Туареги, потрясая оружием, кричали:

— Смерть кафиру! Казнить неверного! Казнить! Бог велик!

— Вот ведь лицемеры! — воскликнул маркиз.

— Идемте, господин, надо встать в первом ряду.

Увидев старейшину, арабы и туареги расступились, пропуская его вперед. Маленький отряд оказался перед самым эшафотом. Вожди разбойников, отличавшиеся седыми косматыми бородами, подошли к арабу и поприветствовали его.

— Все готово? — спросил тот.

— Нашим людям не терпится пустить в ход ятаганы, — ответил один. — Мы распустили слух, что казнить собираются не кафира, а турецкого посланника. Те двое, что бежали, здесь?

— Да.

— Они знают, что визирь рвет на себе волосы от ярости?

— Могу себе представить.

— Но как же им удалось удрать?

— Это не ваша забота.

— Однако нам все равно заплатят наши двадцать тысяч? Ведь теперь осталось спасти только одного кафира.

— Деньги будут ждать вас в доме старого Самуэля. Нынче вечером вы сможете их забрать.

— А иудей не обманет?

— Я за него ручаюсь.

— Значит, стражникам сегодня не поздоровится, — зло ухмыльнулся туарег.

— Сумеете убраться из Тимбукту?

— Наши мехари оседланы и ждут. Быстро нанесем удар и скроемся в пустыне. У кисуров кишка тонка погнаться за нами.

В этот момент где-то на дворцовой площади выстрелила пушка.

— Пленника вывели из Касбы, — пояснил араб.

Толпа, ставшая к этому времени огромной, заволновалась. Люди, прятавшиеся от солнца под навесами, рванули к помосту, однако туареги лишь плотнее сомкнули ряды, а за их спинами уже выстроились две сотни негров.

— По-моему, перевес на нашей стороне, — заключил маркиз при виде последних. — Араб все сделал как надо.

Вдали загремели барабаны.
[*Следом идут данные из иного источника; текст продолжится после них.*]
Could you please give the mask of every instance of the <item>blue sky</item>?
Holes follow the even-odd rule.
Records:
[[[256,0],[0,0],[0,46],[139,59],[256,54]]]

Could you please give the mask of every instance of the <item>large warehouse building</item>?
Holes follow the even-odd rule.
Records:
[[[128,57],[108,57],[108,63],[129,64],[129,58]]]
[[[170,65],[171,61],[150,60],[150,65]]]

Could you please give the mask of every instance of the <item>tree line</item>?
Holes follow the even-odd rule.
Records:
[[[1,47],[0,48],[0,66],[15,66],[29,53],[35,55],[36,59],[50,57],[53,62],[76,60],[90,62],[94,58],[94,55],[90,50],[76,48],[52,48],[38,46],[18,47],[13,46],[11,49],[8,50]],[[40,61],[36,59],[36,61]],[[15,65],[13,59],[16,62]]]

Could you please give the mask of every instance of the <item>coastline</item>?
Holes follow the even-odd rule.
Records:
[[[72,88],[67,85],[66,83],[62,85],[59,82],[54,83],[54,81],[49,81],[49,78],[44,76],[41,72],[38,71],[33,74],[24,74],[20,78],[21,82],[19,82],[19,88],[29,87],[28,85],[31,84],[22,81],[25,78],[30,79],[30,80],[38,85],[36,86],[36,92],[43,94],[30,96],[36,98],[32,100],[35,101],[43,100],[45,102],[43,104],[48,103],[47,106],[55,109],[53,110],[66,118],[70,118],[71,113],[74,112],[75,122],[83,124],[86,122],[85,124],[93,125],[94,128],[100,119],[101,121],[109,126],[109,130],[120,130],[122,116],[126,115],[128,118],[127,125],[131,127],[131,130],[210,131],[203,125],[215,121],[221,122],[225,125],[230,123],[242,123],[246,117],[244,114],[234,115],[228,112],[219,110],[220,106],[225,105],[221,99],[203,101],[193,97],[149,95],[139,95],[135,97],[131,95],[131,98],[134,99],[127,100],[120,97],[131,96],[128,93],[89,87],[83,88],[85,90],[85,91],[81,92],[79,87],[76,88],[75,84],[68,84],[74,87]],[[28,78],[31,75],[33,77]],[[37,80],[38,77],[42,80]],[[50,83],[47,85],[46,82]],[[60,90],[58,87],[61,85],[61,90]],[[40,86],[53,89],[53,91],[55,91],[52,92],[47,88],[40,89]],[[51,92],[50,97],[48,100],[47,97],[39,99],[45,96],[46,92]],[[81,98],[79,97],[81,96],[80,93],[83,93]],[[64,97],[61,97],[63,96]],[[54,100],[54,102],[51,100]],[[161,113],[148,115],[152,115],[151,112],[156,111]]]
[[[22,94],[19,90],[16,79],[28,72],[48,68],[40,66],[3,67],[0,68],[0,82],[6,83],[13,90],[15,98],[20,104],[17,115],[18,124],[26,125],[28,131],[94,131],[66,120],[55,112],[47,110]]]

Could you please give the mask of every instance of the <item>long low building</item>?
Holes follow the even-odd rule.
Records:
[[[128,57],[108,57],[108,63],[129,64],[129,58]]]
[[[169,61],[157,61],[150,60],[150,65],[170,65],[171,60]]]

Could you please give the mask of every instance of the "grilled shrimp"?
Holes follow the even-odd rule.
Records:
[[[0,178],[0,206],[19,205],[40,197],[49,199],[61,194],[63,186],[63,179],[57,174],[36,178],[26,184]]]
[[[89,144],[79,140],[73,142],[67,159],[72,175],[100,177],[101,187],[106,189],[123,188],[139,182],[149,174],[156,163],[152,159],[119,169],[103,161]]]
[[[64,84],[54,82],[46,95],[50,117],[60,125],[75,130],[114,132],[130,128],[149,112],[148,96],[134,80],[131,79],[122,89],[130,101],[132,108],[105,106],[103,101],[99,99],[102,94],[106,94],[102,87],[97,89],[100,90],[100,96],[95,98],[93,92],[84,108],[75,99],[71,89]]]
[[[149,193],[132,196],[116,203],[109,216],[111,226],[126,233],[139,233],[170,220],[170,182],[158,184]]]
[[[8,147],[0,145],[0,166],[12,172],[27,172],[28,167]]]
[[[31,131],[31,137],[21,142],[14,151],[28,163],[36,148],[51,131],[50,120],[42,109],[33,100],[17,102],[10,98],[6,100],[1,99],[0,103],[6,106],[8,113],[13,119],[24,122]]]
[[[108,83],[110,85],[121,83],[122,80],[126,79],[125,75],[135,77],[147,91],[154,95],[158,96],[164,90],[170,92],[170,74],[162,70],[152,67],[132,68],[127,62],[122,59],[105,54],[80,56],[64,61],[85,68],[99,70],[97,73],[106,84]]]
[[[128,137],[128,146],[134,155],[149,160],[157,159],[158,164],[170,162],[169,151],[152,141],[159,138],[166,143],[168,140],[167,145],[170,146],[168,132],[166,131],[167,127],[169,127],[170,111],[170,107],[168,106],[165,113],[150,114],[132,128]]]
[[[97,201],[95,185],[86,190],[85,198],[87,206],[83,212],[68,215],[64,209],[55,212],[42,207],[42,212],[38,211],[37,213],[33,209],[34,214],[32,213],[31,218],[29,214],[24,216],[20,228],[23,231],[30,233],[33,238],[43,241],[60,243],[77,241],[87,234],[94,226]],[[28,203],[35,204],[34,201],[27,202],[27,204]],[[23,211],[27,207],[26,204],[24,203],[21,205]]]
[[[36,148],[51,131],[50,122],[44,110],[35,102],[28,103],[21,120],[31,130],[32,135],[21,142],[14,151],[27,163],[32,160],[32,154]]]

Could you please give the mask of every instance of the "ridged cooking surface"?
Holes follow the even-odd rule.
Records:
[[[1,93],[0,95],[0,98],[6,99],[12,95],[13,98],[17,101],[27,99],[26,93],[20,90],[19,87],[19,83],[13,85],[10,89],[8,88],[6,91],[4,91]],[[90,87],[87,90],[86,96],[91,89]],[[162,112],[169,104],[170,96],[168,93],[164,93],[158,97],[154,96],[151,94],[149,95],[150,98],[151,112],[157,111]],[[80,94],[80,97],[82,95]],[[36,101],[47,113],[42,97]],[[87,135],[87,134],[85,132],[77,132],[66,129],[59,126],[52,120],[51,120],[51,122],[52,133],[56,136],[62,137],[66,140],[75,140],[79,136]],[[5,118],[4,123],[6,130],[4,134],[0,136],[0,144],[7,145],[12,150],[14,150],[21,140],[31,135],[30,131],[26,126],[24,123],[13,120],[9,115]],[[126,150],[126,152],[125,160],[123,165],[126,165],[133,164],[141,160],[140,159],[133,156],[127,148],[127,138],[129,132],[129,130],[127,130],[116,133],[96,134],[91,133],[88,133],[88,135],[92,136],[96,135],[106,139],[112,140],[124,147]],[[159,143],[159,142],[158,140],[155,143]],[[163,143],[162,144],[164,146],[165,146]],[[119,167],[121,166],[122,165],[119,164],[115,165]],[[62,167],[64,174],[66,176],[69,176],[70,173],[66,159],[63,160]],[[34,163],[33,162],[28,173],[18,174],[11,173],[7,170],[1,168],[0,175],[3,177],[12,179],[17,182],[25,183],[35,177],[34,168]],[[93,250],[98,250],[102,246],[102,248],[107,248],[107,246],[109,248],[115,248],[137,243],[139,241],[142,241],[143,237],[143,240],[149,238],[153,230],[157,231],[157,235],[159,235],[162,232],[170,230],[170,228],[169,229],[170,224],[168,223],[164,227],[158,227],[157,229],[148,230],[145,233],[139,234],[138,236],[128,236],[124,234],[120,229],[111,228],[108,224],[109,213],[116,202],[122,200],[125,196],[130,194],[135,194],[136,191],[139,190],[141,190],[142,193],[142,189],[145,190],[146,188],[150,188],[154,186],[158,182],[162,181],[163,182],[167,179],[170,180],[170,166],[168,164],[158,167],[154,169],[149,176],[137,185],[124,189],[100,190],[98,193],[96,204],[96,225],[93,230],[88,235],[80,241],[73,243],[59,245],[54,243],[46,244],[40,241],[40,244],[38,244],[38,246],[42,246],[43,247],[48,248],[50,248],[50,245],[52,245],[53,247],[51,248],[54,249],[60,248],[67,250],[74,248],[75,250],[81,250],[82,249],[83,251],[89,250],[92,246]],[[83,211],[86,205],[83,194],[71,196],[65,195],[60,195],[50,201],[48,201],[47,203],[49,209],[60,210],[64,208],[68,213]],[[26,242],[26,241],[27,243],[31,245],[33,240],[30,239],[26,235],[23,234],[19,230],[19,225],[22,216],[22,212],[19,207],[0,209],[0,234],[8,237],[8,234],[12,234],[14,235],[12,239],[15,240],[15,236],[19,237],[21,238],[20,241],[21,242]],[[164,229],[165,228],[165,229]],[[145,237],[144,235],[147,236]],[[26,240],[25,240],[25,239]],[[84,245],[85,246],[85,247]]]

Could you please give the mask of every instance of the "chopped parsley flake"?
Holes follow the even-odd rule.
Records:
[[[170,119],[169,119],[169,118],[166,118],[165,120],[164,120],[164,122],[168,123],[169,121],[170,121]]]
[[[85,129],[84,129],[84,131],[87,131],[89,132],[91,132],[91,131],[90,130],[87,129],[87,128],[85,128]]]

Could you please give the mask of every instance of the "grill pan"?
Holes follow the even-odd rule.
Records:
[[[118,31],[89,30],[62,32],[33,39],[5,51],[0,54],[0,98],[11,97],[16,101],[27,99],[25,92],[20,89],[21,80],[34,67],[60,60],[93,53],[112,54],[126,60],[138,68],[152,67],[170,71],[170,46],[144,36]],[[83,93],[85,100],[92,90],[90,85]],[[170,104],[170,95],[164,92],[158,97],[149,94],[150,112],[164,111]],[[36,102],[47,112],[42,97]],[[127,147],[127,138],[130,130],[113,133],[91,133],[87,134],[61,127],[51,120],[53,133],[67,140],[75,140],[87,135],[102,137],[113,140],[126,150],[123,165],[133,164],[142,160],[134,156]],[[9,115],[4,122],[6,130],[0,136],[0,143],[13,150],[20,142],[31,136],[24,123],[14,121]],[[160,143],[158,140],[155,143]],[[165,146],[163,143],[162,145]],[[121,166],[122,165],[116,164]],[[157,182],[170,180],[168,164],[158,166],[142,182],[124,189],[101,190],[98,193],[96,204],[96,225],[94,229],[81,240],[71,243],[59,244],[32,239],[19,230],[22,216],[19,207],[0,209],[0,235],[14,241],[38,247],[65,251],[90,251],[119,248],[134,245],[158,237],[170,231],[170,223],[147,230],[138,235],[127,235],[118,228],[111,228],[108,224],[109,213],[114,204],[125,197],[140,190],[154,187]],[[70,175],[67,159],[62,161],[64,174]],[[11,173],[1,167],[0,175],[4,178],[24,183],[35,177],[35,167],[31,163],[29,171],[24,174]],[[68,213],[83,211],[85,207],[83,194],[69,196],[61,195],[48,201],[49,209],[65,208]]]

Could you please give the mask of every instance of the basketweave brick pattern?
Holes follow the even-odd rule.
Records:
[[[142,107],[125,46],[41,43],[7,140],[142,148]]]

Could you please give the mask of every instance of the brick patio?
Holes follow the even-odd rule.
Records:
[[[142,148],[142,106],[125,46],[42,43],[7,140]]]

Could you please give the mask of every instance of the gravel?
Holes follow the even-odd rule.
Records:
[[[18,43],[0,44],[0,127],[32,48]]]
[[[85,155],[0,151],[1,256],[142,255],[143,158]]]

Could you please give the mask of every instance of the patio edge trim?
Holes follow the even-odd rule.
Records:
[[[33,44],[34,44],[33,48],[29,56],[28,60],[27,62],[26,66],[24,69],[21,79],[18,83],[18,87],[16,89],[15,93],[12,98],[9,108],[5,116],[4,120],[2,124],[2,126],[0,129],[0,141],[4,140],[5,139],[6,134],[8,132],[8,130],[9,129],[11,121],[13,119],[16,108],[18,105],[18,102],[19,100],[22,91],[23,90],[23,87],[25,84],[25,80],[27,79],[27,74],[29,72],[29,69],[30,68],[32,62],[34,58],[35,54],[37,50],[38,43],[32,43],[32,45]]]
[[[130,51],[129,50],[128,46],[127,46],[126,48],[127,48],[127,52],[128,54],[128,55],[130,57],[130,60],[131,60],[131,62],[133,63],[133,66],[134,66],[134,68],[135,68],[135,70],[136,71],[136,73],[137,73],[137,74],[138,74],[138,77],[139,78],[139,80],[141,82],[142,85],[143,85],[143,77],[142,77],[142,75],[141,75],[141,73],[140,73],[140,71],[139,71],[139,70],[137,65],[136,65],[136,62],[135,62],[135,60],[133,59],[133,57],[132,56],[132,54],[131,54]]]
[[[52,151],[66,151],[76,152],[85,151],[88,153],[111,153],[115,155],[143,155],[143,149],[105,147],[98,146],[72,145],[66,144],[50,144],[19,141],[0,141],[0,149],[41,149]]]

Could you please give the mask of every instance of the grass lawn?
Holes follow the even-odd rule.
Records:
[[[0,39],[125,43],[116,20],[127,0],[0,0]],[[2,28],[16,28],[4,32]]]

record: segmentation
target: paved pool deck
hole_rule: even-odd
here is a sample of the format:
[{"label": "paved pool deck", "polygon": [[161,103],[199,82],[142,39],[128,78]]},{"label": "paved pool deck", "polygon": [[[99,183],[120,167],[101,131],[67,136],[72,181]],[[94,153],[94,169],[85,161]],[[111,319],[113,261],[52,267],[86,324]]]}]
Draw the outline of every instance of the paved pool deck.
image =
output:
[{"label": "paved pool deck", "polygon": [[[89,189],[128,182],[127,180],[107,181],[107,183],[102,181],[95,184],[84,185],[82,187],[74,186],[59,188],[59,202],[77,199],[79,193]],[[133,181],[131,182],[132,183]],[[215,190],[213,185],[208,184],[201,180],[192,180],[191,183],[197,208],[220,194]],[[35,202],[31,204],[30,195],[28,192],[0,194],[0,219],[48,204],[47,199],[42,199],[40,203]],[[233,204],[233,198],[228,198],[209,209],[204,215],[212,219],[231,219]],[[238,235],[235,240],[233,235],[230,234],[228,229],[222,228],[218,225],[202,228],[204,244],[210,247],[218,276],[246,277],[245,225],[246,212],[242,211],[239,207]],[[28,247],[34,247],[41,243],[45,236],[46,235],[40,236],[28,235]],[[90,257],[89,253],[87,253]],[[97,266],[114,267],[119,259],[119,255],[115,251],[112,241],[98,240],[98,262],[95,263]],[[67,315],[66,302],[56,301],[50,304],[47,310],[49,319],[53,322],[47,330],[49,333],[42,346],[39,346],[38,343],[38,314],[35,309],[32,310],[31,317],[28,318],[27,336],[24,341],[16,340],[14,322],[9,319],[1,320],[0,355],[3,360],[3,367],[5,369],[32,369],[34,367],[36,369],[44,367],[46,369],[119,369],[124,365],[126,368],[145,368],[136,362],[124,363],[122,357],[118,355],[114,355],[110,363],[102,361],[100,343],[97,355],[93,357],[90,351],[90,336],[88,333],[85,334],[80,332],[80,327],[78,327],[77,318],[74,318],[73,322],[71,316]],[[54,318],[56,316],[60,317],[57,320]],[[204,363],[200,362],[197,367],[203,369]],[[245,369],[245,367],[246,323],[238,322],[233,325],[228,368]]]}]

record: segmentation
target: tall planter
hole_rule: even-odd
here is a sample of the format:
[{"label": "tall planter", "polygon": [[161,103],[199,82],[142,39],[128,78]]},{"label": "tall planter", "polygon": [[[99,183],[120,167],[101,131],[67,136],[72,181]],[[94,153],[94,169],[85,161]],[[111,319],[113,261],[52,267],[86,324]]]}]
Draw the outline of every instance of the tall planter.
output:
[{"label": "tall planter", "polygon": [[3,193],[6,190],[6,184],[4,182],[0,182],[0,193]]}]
Процессия приближалась, вытесняя толпу на площадь. Отовсюду слышались крики: «Смерть кафиру! Отрубить ему голову! Сжечь его! Смерть подлому убийце!»

И вот на рыночной площади показались кисуры, расталкивающие негров, фульбе и приезжих караванщиков ударами древков. Стражников было около шестидесяти: двадцать конных с пиками и ятаганами и сорок пеших с мушкетами. Впереди вышагивали четверо негров и четверо фульбе. Первые оглушительно дудели в длинные трубы, вторые яростно стучали в деревянные барабаны, обтянутые верблюжьей кожей.

В центре шел Рокко со связанными руками. Сардинец выглядел невозмутимым, однако он исподтишка шарил глазами по толпе в надежде увидеть своих друзей. Наверняка рассчитывал, что маркиз с товарищами не бросят его в беде.

— Готовы? — спросил араб у туарегских вождей.

— Готовы, — ответили разбойники.

— Тогда слушайте. Как только я выстрелю из пистолета, бросайтесь на кисуров.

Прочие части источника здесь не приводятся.